This package implements Deep Structured Mixtures of Gaussian Processes (DSMGP) [1] in Julia 1.3.
To use this package you need Julia 1.3 installed on your machine.
Inside the Julia REPL, you can install the package in the Pkg mode (type ]
in the REPL):
pkg> add https://github.com/trappmartin/DeepStructuredMixtures
After the installation you can load the package using:
using DeepStructuredMixtures
Note that the package will be compiled the first time you load it.
The package can be used from python using the excelent pyjulia package: https://github.com/JuliaPy/pyjulia
The following example explains the usage of DeepStructuredMixtures
. Note that this example assume that you have Plots
installed in your Julia environment.
First, we load the necessary libraries:
using Plots
using DeepStructuredMixtures
using Random
Now we can create some synthetic data or load some real data:
xtrain = collect(range(0, stop=1, length = 100))
ytrain = sin.(xtrain*4*pi + randn(100)*0.2)

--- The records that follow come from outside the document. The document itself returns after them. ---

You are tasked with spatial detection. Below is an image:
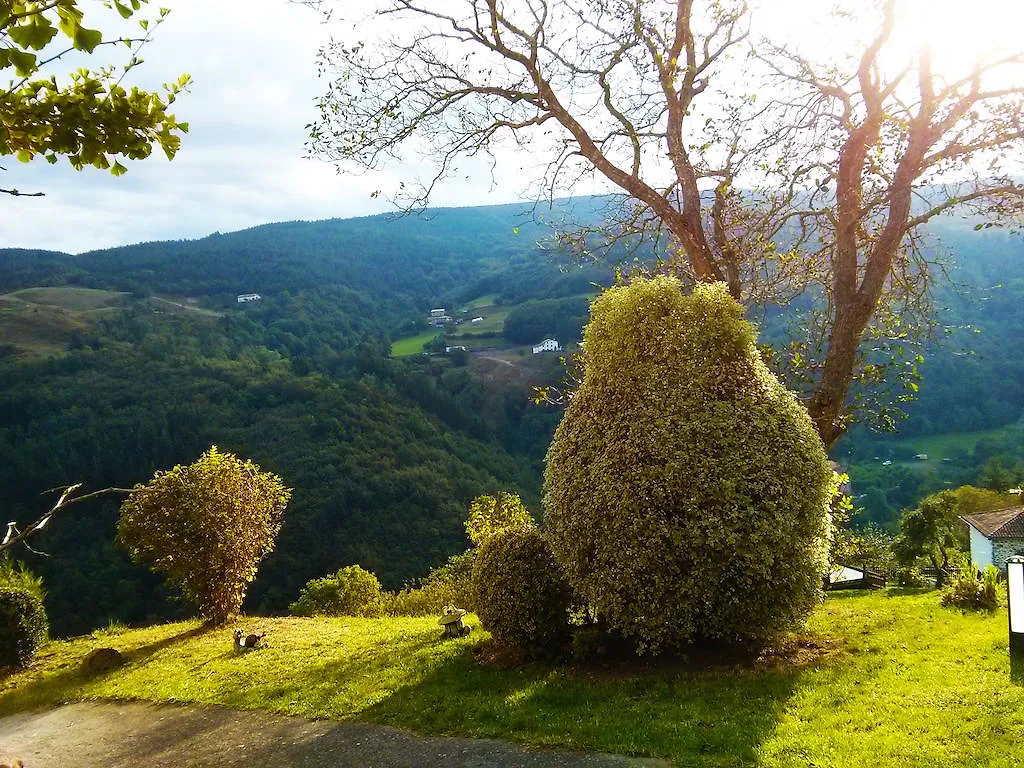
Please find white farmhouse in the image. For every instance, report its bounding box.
[961,507,1024,571]
[427,307,452,328]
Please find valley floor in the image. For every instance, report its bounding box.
[0,590,1024,768]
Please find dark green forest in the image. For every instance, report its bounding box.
[0,201,1024,634]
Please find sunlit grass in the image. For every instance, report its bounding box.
[0,591,1024,768]
[391,328,442,357]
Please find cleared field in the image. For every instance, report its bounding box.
[391,329,441,357]
[7,286,128,311]
[0,287,126,354]
[464,293,498,309]
[451,304,515,338]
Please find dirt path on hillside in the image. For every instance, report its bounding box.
[0,702,668,768]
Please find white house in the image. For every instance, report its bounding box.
[961,507,1024,570]
[427,307,452,327]
[534,339,561,354]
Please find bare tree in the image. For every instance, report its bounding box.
[310,0,1024,445]
[0,482,132,555]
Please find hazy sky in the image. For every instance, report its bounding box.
[0,0,536,253]
[0,0,1024,252]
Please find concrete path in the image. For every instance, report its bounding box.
[0,702,668,768]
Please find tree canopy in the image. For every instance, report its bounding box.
[310,0,1024,445]
[0,0,189,195]
[545,276,836,650]
[118,445,292,624]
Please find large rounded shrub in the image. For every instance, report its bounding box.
[0,587,48,667]
[545,278,835,650]
[118,445,292,624]
[473,527,572,656]
[288,565,383,616]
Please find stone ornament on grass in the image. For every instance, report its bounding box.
[234,630,266,651]
[437,605,472,638]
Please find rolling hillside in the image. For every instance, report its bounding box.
[0,199,1024,633]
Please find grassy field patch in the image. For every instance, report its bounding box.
[8,286,128,311]
[0,591,1024,768]
[451,304,515,338]
[391,329,441,357]
[0,287,127,354]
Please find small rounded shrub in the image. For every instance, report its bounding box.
[942,563,999,610]
[0,587,49,667]
[384,549,476,616]
[545,278,836,651]
[288,565,383,616]
[473,527,572,657]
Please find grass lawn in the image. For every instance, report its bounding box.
[391,328,441,357]
[0,591,1024,768]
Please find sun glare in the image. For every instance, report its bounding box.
[891,0,1024,76]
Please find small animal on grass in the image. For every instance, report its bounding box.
[234,630,266,650]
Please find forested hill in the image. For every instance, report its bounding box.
[0,199,606,633]
[0,200,1024,634]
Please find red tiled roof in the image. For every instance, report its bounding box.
[961,507,1024,539]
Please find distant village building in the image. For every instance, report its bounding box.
[961,507,1024,571]
[427,307,452,327]
[534,339,561,354]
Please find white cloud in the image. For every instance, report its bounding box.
[0,0,519,253]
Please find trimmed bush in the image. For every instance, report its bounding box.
[473,527,572,657]
[545,276,836,651]
[942,563,999,610]
[288,565,383,616]
[0,587,49,667]
[384,549,476,616]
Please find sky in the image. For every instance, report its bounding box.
[0,0,536,253]
[0,0,1024,253]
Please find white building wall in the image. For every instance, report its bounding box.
[967,525,992,570]
[991,539,1024,570]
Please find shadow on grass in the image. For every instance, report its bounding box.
[352,648,801,766]
[0,626,211,716]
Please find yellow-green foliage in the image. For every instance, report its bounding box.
[288,565,383,616]
[118,445,292,624]
[0,586,49,667]
[473,527,572,655]
[466,492,534,547]
[545,278,835,650]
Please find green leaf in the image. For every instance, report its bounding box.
[7,16,57,50]
[74,27,103,53]
[6,48,37,78]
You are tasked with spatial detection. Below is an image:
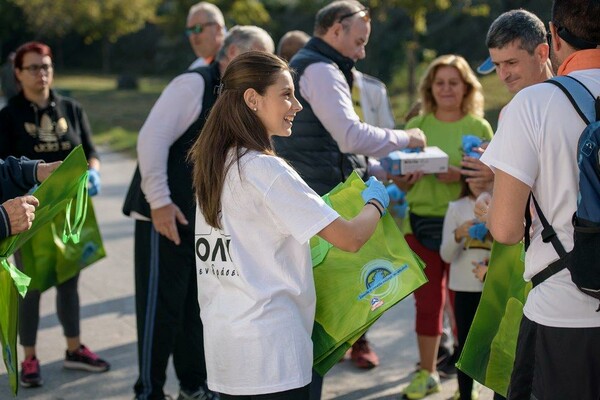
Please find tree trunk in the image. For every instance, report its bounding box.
[102,37,112,74]
[406,40,419,107]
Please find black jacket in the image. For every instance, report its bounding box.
[273,38,367,195]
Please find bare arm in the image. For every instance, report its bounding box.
[317,200,383,253]
[487,169,531,244]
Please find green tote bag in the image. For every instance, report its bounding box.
[311,173,427,375]
[456,242,531,397]
[0,146,87,395]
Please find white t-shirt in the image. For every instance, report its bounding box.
[440,197,491,292]
[195,152,339,395]
[481,69,600,327]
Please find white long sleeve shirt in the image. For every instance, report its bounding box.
[137,73,205,210]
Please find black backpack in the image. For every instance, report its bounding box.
[525,76,600,311]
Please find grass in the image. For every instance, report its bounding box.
[54,74,511,155]
[54,74,168,154]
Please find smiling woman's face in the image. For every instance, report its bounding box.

We will now use a squared exponential kernel-function with a constant mean-function to fit the DSMGP. See API for more options.
kernelf = IsoSE(1.0, 1.0)
meanf = ConstMean(mean(xtrain))
Now we can construct a DSMGP on our data and find optimial hyperparameters.

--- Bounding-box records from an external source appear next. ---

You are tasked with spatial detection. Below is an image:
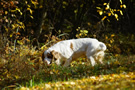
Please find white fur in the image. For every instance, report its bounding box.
[43,38,106,67]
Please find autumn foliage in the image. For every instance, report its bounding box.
[0,0,135,89]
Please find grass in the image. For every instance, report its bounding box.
[13,55,135,90]
[0,42,135,90]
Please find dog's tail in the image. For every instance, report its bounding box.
[98,42,107,51]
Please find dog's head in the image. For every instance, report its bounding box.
[42,50,60,65]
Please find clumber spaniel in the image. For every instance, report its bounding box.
[42,38,106,67]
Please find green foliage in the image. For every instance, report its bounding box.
[0,0,135,89]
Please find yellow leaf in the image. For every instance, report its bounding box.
[102,16,107,21]
[5,11,8,15]
[10,34,13,37]
[99,10,103,15]
[103,3,107,5]
[120,0,122,4]
[120,10,123,15]
[111,34,115,37]
[114,14,119,20]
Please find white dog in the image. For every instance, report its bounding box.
[42,38,106,67]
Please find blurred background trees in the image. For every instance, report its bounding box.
[0,0,135,53]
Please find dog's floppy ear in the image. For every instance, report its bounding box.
[51,50,60,60]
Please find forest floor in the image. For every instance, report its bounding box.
[13,55,135,90]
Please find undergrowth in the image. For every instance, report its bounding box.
[0,35,135,89]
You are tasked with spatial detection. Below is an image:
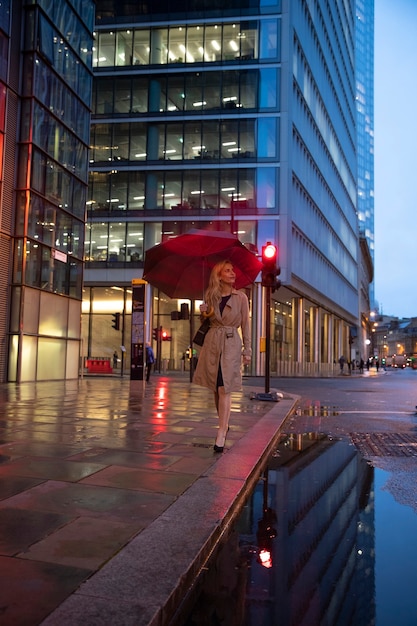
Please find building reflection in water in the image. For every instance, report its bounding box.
[184,434,375,626]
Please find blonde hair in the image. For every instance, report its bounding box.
[204,259,233,308]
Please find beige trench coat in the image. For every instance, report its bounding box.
[193,289,252,393]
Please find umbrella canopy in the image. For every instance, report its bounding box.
[143,229,262,300]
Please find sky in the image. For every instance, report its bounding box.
[374,0,417,317]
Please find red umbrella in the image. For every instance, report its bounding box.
[143,228,262,300]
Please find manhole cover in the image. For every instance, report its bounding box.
[350,433,417,457]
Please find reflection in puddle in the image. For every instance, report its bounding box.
[182,434,417,626]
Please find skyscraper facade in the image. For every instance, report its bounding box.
[83,0,360,375]
[355,0,375,309]
[0,0,94,382]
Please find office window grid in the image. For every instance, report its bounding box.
[93,21,259,68]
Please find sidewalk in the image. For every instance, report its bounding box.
[0,374,296,626]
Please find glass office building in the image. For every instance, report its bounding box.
[356,0,375,310]
[0,0,94,382]
[83,0,360,375]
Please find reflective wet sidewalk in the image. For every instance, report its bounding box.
[0,375,296,626]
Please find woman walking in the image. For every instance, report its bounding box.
[193,261,252,452]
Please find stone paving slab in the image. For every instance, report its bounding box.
[0,376,296,626]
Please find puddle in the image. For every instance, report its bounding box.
[181,434,417,626]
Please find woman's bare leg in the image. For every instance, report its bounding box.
[216,387,232,448]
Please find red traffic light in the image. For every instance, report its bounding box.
[262,242,278,263]
[261,241,281,291]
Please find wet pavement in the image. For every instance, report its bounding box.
[0,374,297,626]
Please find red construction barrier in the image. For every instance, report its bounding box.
[85,359,113,374]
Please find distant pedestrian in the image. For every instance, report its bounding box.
[146,343,155,383]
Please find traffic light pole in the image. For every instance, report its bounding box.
[265,287,271,393]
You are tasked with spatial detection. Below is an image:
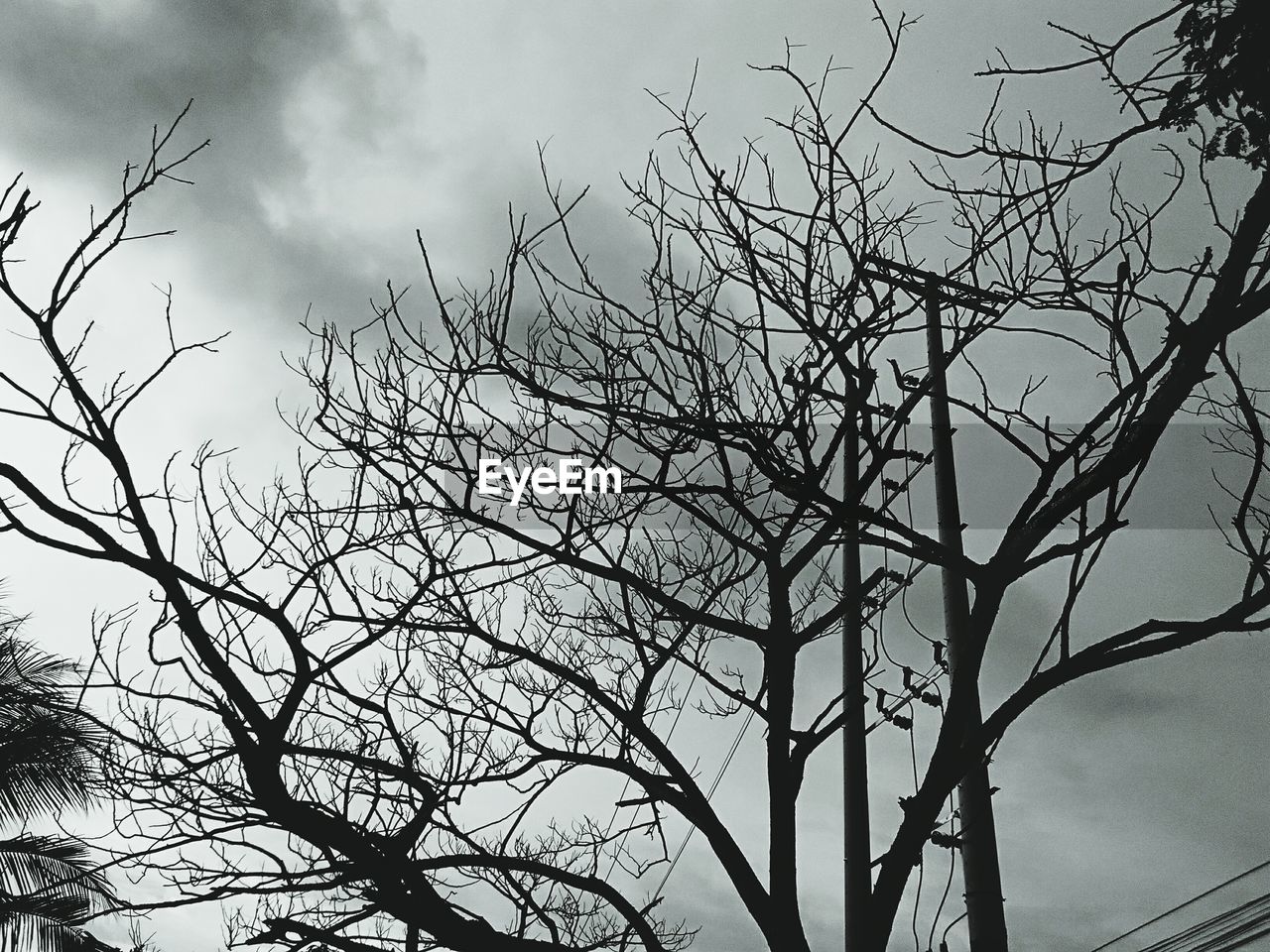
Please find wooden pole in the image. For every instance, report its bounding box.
[926,278,1007,952]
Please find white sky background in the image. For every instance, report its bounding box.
[0,0,1270,952]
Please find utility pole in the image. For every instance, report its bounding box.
[842,369,872,952]
[862,255,1008,952]
[785,358,872,952]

K = 4 # Number of splits per product node
V = 3 # Number of children per sum node
M = 10 # Minimum number of observations per expert
model = buildDSMGP(reshape(xtrain,:,1), ytrain, V, K; M = M, kernel = kernelf, meanFun = meanf)
train!(model)
Note that for large data sets it is recommended to train the DSMGP with V = 1
and use the hyper-parameters to initialise the training of a model with V > 1
:
model1 = buildDSMGP(reshape(xtrain,:,1), ytrain, 1, V; M = M, kernel = kernelf, meanFun = meanf)
train!(model1)
# get hyper-parameters
hyp = reduce(vcat, params(leftGP(model1.root), logscale=true))
model = buildDSMGP(reshape(xtrain,:,1), ytrain, K, V; M = M, kernel = kernelf, meanFun = meanf)

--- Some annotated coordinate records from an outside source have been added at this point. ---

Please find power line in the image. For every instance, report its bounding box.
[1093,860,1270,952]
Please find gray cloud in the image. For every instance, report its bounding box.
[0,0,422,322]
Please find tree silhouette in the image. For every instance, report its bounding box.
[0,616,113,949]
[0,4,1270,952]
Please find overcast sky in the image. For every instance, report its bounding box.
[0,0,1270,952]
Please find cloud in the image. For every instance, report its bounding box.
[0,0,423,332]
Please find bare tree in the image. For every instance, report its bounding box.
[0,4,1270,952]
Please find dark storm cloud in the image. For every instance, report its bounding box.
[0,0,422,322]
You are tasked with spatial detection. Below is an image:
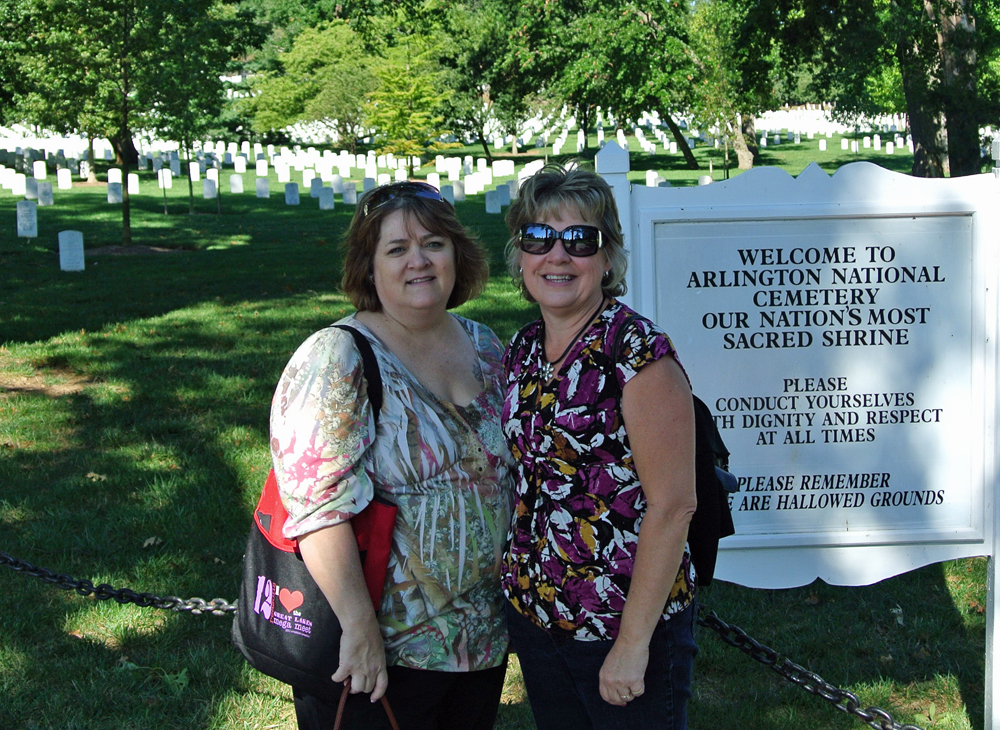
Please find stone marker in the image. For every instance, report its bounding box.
[344,183,358,205]
[38,182,55,205]
[17,200,38,238]
[486,190,500,213]
[59,231,83,271]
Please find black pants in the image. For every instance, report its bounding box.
[292,659,507,730]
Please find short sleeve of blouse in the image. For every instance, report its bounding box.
[271,327,374,539]
[615,317,677,388]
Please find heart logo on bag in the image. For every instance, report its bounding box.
[278,588,305,613]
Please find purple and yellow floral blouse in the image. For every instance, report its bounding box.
[502,301,695,641]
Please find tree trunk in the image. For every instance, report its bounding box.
[924,0,982,177]
[896,39,947,177]
[87,135,97,183]
[730,117,753,170]
[660,112,698,170]
[740,114,760,162]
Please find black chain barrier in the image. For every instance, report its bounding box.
[0,552,236,616]
[698,609,923,730]
[0,552,923,730]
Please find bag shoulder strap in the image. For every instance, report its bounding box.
[333,324,382,426]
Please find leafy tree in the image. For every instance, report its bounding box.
[742,0,1000,177]
[250,21,375,152]
[365,39,449,174]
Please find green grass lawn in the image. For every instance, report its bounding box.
[0,132,986,730]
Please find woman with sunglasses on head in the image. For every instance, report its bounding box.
[271,182,513,730]
[503,165,697,730]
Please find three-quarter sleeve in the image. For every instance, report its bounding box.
[615,317,686,388]
[271,327,375,539]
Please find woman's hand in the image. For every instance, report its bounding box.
[600,639,649,707]
[333,613,389,702]
[299,522,389,702]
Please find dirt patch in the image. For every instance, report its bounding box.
[85,245,182,256]
[0,368,91,398]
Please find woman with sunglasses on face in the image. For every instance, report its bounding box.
[503,165,697,730]
[271,182,513,730]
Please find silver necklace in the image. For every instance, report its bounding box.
[538,297,605,382]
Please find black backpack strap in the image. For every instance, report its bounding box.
[333,324,382,426]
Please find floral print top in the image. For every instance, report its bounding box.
[503,301,695,641]
[271,317,513,672]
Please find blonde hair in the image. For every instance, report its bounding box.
[506,162,628,302]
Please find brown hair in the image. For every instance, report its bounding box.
[340,188,490,312]
[506,162,628,302]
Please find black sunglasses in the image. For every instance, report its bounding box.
[518,223,604,257]
[364,181,447,215]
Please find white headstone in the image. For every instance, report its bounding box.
[17,200,38,238]
[59,231,84,271]
[486,190,500,213]
[38,181,55,205]
[344,183,358,205]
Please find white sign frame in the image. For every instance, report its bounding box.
[597,142,1000,727]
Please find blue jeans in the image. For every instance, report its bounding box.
[506,603,698,730]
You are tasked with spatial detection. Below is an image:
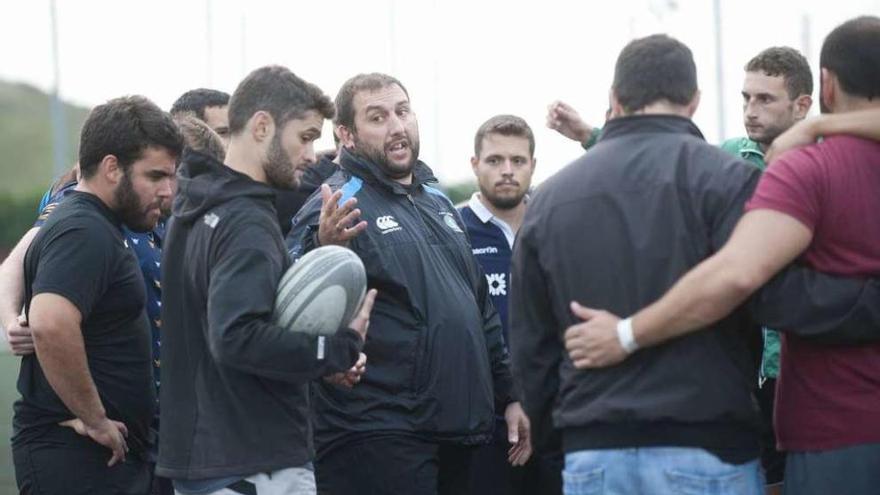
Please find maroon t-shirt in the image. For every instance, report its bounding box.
[746,136,880,451]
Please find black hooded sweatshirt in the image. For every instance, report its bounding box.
[157,152,362,479]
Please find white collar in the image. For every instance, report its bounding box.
[468,191,495,223]
[468,192,516,249]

# set hyper-parameters instead of learning from scratch
setparams!(model.root, hyp)
train!(model, randinit = false)
Finally, we can plot the model:
plot(model)
and use it for predictions:
xtest = collect(range(0.5, stop=1.5, length = 100))
m, s = predict(model, reshape(xtest,:,1))
err = DeepStructuredMixtures.invΦ((1+0.95)/2)*sqrt.(s)
plot(xtest, m)
plot!(xtest, m + err, primary=false, linestyle=:dot)
plot!(xtest, m - err, primary=false, linestyle=:dot)
Note that all methods assume that xtrain
and xtest
are matrices, which is why we use reshape(xtest,:,1)
to reshape the respective vectors to a matrix.
# A constant mean of zero aka zero-mean function.
ConstMean(0.0)
# A squared exponential kernel-function with lengthscale 1 and std of 1.
IsoSE(1.0, 1.0)
# A squared exponential kernel-function with ARD and lengthscales of 1 and std of 1.
ArdSE(ones(10), 1.0)
# A linear kernel-function with lengthscale of 1.
IsoLinear(1.0)
# A linear kernel-function with ARD and lengthscales of 1.
ArdLinear(ones(10))
# Composition of kernel-function for inference over kernel-functions.
KernelFunction[IsoSE(1.0, 1.0), IsoLinear(1.0)]
# An exact Gaussian process
GaussianProcess(trainx, trainy, mean = meanf, kernel = kernelf)
# A (generalized) product of experts (PoE) model with K splits per node and a miminum of M observations per expert
buildPoE(trainx, trainy, K; generalized = true, M = M, kernel = kernelf, meanFun = meanf)
# A (robust) Bayesian comittee machine (BCM) model with K splits per node and a miminum of M observations per expert
# ! Training not implemented !
buildrBCM(x, y, K; M = M, kernel = kernelf, meanFun = meanf)
# A deep structured mixture of GPs (DSMGP) model with K splits per product node, V children per sum node and a miminum of M observations per expert.
buildDSMGP(x, y, V, K; M = M, kernel = kernelf, meanFun = meanf)
# train a model for 1000 iterations using RMSProp
train!(model, iterations = 1_000)
# fit the posterior of a hierarchical model, e.g. gPoE
fit_naive!(model.root)
# fit the posterior of a DSMGP using shared Cholesky
fit!(model)
# make predictions using a model, i.e., compute mean (s) and variance (s).
m, s = prediction(model, testx)
# plot a model and the training data.
plot(model)
[1] Martin Trapp, Robert Peharz, Franz Pernkopf and Carl Edward Rasmussen: Deep Structured Mixtures of Gaussian Processes. To appear at the International Conference on Artificial Intelligence and Statistics (AISTATS), 2020.